A primeira grande descoberta: A Inteligência Emocional

Desde a descoberta da Inteligência Emocional por Daniel Goleman, quando publicou seu primeiro livro sobre o assunto no ano de 1995, os conceitos de inteligência vem sendo cada vez mais estudados e evoluindo para algo realmente animador: inteligência tem a ver com competências que podem ser adquiridas ou desenvolvidas. Antes esse conceito era baseado quase que exclusivamente na medição de Q.I.

Goleman descreve mais recentemente a importância da Inteligência Emocional da seguinte forma:
Os parâmetros do mercado de trabalho estão mudando. Já não importa apenas o quanto somos inteligentes, nem a nossa formação ou grau de especialização, mas também a maneira como lidamos conosco mesmos – self-relationship – e com os outros. Esse é o critério de avaliação que, cada vez mais, vem sendo utilizado para decidir quem será contratado e quem não será, quem será dispensado ou mantido na empresa, quem ficará para trás e quem será promovido.”
Portanto, está cada vez mais evidente que a habilidade de se relacionar consigo e com os demais é talvez a parte mais essencial para o sucesso pessoal e profissional. E a partir dessa constatação passamos para o próximo tópico:

Inteligência Relacional é a habilidade de mobilizar pessoas e recursos em prol de um objetivo comum potencializando a criatividade, a inovação e a geração de resultados acima da média. Mariana Amaro – VOCÊS/A.

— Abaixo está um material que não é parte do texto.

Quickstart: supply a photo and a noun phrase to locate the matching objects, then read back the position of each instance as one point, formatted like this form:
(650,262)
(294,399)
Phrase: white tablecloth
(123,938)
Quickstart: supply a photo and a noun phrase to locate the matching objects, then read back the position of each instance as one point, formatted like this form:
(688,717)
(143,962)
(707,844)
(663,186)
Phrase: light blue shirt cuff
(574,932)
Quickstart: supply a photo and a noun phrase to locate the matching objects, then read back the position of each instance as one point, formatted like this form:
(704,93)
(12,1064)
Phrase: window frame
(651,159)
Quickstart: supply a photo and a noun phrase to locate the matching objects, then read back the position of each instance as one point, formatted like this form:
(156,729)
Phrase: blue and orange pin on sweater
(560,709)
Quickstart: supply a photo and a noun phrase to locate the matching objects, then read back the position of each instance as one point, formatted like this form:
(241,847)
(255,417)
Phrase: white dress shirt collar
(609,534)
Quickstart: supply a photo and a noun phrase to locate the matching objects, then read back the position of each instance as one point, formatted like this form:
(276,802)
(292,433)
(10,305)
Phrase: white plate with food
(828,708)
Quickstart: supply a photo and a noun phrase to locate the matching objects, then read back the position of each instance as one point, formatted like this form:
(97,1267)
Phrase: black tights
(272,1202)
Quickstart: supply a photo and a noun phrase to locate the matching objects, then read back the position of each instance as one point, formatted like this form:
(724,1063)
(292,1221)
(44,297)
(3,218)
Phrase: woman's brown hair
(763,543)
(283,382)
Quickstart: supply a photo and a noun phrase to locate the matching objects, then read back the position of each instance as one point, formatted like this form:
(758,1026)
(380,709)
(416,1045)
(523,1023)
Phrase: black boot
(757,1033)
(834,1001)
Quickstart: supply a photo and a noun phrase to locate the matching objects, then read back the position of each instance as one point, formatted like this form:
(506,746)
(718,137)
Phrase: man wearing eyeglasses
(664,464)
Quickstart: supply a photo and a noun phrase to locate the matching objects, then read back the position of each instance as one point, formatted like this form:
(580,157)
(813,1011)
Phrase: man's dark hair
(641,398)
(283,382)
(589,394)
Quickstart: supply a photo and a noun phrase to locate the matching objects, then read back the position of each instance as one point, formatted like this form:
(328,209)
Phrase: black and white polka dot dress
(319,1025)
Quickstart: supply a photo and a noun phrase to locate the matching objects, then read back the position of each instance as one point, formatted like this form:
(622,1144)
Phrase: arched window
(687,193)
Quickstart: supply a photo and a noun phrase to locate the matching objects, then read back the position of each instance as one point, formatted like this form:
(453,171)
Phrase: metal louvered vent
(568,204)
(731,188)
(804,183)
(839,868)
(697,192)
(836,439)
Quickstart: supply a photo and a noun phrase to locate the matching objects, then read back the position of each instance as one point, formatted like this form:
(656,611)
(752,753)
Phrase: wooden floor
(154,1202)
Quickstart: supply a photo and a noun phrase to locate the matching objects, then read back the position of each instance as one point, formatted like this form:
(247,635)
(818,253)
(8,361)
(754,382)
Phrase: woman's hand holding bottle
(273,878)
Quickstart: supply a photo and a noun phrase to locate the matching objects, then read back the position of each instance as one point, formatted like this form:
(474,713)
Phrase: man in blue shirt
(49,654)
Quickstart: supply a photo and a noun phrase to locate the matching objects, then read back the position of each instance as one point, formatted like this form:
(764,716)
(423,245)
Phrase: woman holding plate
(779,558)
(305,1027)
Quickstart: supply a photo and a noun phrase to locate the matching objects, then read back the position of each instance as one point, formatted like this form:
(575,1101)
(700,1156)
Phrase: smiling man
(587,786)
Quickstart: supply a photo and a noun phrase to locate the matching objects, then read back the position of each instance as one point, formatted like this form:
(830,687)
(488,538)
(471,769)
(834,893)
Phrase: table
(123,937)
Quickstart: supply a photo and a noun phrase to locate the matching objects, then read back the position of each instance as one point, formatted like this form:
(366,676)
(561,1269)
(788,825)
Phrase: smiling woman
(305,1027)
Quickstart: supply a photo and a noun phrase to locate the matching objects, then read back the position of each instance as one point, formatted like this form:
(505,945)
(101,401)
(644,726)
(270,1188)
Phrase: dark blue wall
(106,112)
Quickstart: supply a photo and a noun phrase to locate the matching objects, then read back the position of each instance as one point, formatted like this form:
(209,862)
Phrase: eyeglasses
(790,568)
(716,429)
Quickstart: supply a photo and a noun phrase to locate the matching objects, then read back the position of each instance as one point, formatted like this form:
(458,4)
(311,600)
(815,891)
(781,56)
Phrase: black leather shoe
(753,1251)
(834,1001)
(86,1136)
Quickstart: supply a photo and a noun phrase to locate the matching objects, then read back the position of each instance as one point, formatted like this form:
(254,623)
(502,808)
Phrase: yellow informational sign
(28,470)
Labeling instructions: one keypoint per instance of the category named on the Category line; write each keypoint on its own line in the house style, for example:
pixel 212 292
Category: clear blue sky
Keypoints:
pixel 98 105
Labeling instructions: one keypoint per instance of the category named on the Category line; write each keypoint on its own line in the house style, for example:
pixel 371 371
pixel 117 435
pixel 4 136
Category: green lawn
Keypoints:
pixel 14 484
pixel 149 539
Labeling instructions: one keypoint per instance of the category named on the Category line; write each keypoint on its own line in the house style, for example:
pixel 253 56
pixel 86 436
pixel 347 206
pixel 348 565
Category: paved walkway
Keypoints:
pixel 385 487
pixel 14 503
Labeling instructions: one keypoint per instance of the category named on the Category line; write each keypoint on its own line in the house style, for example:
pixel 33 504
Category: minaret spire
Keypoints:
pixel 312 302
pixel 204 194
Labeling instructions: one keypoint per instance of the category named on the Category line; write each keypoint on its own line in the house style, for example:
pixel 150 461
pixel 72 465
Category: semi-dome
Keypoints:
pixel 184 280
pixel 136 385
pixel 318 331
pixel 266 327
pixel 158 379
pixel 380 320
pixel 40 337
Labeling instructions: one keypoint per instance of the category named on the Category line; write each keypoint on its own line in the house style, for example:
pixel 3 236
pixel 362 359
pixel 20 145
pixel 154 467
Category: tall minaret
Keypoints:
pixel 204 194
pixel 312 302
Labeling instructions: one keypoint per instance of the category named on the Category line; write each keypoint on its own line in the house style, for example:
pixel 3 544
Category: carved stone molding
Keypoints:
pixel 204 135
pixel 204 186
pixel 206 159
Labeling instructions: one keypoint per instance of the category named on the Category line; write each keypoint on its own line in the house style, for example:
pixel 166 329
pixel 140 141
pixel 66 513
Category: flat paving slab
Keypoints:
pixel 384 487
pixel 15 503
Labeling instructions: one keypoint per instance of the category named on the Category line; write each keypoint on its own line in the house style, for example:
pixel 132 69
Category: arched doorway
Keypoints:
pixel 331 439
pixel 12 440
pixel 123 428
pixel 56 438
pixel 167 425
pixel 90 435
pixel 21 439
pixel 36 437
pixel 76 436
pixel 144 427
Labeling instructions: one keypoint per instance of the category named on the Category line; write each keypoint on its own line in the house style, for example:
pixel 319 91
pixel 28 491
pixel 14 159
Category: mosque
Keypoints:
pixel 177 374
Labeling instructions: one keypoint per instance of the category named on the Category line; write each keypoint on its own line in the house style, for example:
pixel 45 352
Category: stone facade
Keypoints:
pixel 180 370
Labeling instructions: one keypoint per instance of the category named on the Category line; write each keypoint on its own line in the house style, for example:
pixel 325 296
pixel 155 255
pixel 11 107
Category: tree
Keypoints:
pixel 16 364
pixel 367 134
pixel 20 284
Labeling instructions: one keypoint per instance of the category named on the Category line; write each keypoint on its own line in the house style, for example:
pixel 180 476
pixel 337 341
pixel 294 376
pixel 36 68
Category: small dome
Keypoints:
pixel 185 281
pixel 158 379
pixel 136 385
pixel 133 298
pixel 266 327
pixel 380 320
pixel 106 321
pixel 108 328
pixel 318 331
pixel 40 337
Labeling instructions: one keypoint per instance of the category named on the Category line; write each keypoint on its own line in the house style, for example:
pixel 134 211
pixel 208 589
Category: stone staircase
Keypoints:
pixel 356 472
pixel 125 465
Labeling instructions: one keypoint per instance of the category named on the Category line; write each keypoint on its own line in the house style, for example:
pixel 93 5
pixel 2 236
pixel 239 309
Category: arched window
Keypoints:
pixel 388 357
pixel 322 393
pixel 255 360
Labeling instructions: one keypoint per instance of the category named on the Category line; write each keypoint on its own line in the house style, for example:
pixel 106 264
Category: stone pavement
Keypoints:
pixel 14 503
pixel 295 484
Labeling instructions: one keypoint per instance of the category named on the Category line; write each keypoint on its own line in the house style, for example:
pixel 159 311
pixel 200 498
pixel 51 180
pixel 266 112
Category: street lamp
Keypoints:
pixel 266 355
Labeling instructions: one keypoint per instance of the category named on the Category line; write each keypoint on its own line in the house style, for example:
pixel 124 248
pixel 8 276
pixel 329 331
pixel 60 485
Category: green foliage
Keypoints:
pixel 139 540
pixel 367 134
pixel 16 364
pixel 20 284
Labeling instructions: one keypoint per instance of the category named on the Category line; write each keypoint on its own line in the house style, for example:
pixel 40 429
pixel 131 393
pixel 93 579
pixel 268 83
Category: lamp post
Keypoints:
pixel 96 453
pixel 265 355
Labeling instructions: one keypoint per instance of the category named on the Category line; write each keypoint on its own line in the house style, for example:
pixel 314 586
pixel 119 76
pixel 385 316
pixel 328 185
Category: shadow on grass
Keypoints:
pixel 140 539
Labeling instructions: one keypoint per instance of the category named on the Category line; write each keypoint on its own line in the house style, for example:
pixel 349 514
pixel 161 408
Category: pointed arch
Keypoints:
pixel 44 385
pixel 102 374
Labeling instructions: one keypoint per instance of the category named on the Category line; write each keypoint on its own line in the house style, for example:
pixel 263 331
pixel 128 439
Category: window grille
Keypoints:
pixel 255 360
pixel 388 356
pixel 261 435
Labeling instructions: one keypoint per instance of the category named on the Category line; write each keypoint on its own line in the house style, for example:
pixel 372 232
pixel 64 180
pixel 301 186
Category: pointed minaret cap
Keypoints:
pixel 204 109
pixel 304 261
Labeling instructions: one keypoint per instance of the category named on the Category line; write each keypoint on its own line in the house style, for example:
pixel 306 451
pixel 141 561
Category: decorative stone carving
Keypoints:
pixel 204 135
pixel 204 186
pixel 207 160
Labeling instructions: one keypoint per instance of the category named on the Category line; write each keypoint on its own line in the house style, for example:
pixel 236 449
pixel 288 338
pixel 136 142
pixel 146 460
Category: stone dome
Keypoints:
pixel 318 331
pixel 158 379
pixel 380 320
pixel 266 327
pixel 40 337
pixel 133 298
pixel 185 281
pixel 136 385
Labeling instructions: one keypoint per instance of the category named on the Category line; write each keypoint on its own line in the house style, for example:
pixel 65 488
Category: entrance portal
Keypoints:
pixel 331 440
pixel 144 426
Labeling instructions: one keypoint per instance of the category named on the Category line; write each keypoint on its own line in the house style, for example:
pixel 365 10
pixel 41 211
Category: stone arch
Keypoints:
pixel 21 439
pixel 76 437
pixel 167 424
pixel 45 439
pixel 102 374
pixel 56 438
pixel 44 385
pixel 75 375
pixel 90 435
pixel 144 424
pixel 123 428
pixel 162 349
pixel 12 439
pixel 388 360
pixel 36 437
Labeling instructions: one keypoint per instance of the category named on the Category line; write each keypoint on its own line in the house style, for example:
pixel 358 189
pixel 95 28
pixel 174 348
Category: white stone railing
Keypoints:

A segunda grande descoberta: A Inteligência Relacional

O termo amplamente estudado e descrito de tantas formas ganhou mais força com pesquisas das  norte americanas Erica Dhawan – referência global em colaboração e inteligência de conexão/relacional – e Saj-Nicole Joni – estrategista de negócios e conselheira de CEOs das principais multinacionais.
Especialistas em liderança e carreira, elas lançaram o livro Big Things Done: The Power of Connectional Inteligence – ainda sem edição no Brasil – que retrata essa nova inteligência como um “networking objetivo”, que não busca apenas ampliar sua rede de contatos profissional, mas de alcançar as pessoas certas, de forma mais objetiva e inteligente para gerar inovação, adesão colaborativa e resultados mais rápidos e de qualidade.
A comunicação é o primeiro ponto a se dedicar para desenvolver a competência.
No consultório é comum ouvir de líderes e gestores: “a equipe é muito boa tecnicamente e individualmente, mas não funcionam bem juntos, não se entendem, não entregam no prazo e estão abaixo do esperado no rendimento…” Claramente um problema de comunicação e relacionamento.
O que me remete ao livro de Rhandy Di Stéfano – O Líder Coach – onde exemplifica muito bem essa problemática com o caso do excelente técnico que foi promovido a gerente de projetos e meses depois se vê insatisfeito e com uma equipe fragmentada e dispersa. Rhandy diz que o que o tal gerente de projetos não sabia ao aceitar e celebrar a promoção é que um gerente de projetos não gerencia projetos, ele gerencia as pessoas que fazem os projetos. Portanto ser muito bom tecnicamente não é garantia de sucesso, ser bom tecnicamente é fundamental para conseguir a promoção, mas ter inteligência relacional é essencial para mantê-la.

5 Atitudes Básicas da Inteligência Relacional

  • Curiosidade: explorar diversos ângulos de um problema em busca de novas perspectivas
  • Combinação: reunir diferentes idéias, recursos e produtos e combiná-los para criar novos conceitos
  • Comunidade: Como está minha relação com minha comunidade? Como posso me conectar com mais  e diferentes pessoas para desenvolver novas idéias?
  • Coragem: não fugir de conversas difíceis e incentivar esse comportamento na equipe.
  • Combustão: mobilizar e encorajar minhas redes a pensar diferente.

Fazer um exame de consciência e checar quais dessas atitudes eu tenho ou preciso ter ajudará a melhorar a comunicação e as relações que trazem o bônus da colaboração e fidelização de times.

Fontes:

  • O Lider Coach – Rhandy Di Stéfano – Ed. Quality Mark, 2004.
  • Revista VOCÊS/A Edição Agosto/2017
  • Inteligência Emocional – Daniel Goleman – Ed. Objetiva, 1995.